Traditionsfirma setzt wieder mehr auf eigene Produkte

Branchenkenner Erlfried Baatz (links) und Geschäftsführer Peter Mier wollen zusammen die Zukunft sichern. (Foto: hari)

Kaulsdorf. Spirituosenhersteller "Schilkin" ist in Bedrängnis. Mit einem sogenannten Schutzschirmverfahren will er die Insolvenz vermeiden und wieder auf Erfolgskurs kommen.

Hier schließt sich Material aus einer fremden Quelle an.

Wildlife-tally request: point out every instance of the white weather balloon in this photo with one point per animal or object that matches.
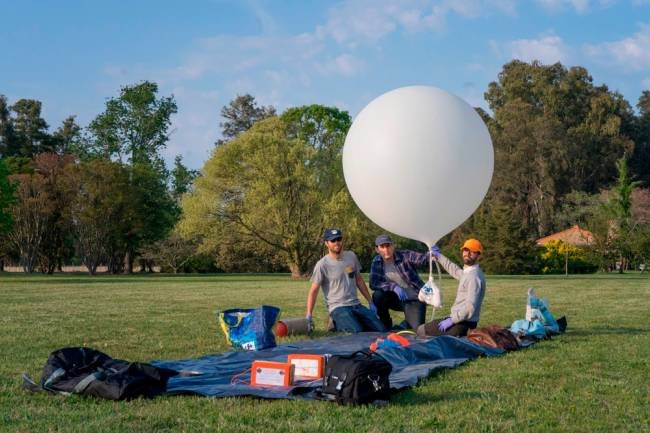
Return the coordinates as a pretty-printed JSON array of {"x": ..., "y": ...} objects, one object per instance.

Bei dem Traditionsunternehmen ist seit dem Sommer einiges anders. Die Bänder für die Massenproduktion laufen seltener. Dafür füllen Mitarbeiter öfter Flaschen per Hand ab.

"Das bringt unter dem Strich mehr als die Massenproduktion für Discounter", sagt Geschäftsführer Peter Mier. Sein Unternehmen setze wieder mehr auf die Vermarktung eigener Produkte, wie die gegenwärtig besonders gut laufende "Berliner Luft". Der Pfefferminzlikör komme besonders bei jungen Leuten gut an.

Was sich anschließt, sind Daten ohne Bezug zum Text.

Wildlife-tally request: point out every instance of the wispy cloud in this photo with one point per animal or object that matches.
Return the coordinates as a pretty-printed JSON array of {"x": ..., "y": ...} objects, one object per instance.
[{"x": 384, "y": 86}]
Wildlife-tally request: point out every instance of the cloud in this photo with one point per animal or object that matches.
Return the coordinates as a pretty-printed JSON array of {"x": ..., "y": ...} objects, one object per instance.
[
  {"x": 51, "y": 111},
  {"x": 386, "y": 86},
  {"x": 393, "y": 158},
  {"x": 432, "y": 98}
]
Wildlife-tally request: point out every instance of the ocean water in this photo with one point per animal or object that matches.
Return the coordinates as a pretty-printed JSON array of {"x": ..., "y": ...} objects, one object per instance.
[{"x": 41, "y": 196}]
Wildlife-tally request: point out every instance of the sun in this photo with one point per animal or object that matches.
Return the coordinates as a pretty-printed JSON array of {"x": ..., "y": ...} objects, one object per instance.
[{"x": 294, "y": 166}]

Die Probleme bei Schilkin stammen aus dem Jahr 2011. Da erhöhten sich die Rohstoffpreise rasant. Schilkin musste aber Verträge zur Lieferung an Discounter einhalten. Pro Jahr kam ein Minus von mehreren Hunderttausend Euro zustande.

"Deshalb haben wir im Sommer die Reißleine gezogen", erklärt Mier. Schilkin meldete bei Gericht ein sogenanntes Schutzschirmverfahren an, eine mildere Form der Insolvenz. Das wurde vom Gesetzgeber erst 2012 eingeführt, um Unternehmen in Schwierigkeiten zu ermöglichen, aus eigener Kraft wieder in die schwarzen Zahlen zu kommen.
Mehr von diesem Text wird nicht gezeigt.